Over the last decade, studies on the structures synthesized based on nanochelating technology have demonstrated the therapeutic effects of these medicines in cellular and animal models of various diseases [19,20,21]. Through intelligent modification of trace elements metabolism and related mechanisms, these medicines can induce immunomodulatory behavior and subsequent therapeutic effects [22, 23]. Previous studies have demonstrated the antioxidant, antineoplastic, and immunomodulatory effects of BCc1 nanomedicine (which has iron-chelating property) without causing any side effects in several cellular and animal models as well as clinical trials [21, 24].
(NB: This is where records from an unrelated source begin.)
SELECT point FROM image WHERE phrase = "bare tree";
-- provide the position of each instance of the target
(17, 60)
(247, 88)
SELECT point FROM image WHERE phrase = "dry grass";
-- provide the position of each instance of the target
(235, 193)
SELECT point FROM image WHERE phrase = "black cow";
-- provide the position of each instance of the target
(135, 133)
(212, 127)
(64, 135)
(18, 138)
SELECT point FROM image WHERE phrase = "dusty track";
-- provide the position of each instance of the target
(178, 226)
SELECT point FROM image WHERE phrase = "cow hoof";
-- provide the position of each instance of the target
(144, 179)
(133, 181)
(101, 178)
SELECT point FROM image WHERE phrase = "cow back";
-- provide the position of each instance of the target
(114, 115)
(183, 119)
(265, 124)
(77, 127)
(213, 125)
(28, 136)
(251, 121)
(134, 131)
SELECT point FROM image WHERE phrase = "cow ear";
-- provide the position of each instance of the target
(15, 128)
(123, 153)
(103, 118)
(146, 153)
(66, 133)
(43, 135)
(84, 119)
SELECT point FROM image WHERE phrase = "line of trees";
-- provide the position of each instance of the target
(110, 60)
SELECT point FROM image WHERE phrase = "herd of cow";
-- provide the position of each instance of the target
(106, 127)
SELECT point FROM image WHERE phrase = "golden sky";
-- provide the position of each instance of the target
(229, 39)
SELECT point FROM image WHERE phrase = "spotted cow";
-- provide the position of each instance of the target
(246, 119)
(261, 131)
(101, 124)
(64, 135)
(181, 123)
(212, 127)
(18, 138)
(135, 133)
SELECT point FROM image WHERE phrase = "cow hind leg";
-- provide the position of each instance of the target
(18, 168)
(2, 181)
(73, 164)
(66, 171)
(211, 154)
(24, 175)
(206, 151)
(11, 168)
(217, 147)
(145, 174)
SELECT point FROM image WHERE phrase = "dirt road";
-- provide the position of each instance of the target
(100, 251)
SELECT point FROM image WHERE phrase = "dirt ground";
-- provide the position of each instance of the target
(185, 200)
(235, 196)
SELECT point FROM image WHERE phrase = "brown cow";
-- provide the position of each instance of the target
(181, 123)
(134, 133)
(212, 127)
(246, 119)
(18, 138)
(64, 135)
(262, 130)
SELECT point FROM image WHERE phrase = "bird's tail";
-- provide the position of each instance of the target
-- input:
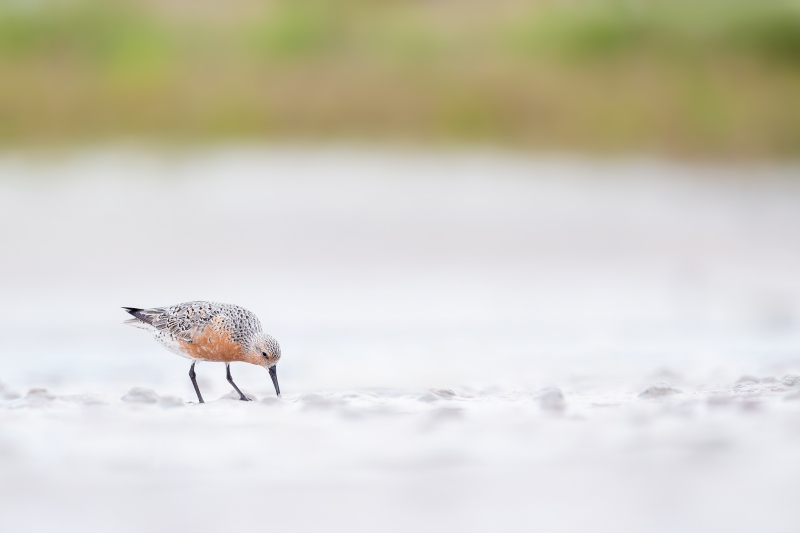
(141, 319)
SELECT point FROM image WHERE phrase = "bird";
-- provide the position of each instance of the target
(211, 331)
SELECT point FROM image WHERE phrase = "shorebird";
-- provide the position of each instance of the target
(210, 331)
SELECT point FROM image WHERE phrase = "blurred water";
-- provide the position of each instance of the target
(465, 338)
(399, 269)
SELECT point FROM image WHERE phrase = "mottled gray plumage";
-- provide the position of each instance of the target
(210, 331)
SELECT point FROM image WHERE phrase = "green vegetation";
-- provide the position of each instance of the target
(702, 77)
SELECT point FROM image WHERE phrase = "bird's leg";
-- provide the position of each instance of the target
(192, 376)
(230, 380)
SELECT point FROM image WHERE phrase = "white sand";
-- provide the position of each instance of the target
(471, 343)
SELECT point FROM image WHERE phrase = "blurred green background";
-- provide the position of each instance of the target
(703, 78)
Given the established role of iron and selenium metabolism in the immune system responses and outcomes of viral diseases, the current study aimed to assess the impact of adding the combination of BCc1 (having iron-chelating property) and Hep-S (selenium-containing) nanomedicines to the standard treatment of hospitalized COVID-19 patients.

Methods

Trial design

Eligible COVID-19 patients who were hospitalized at Masih Daneshvari Hospital in Tehran, Iran were enrolled in this randomized, hospital-based, parallel-group, placebo-controlled trial to evaluate the effects of the combination of BCc1 and Hep-S nanomedicines on moderate COVID-19 patients.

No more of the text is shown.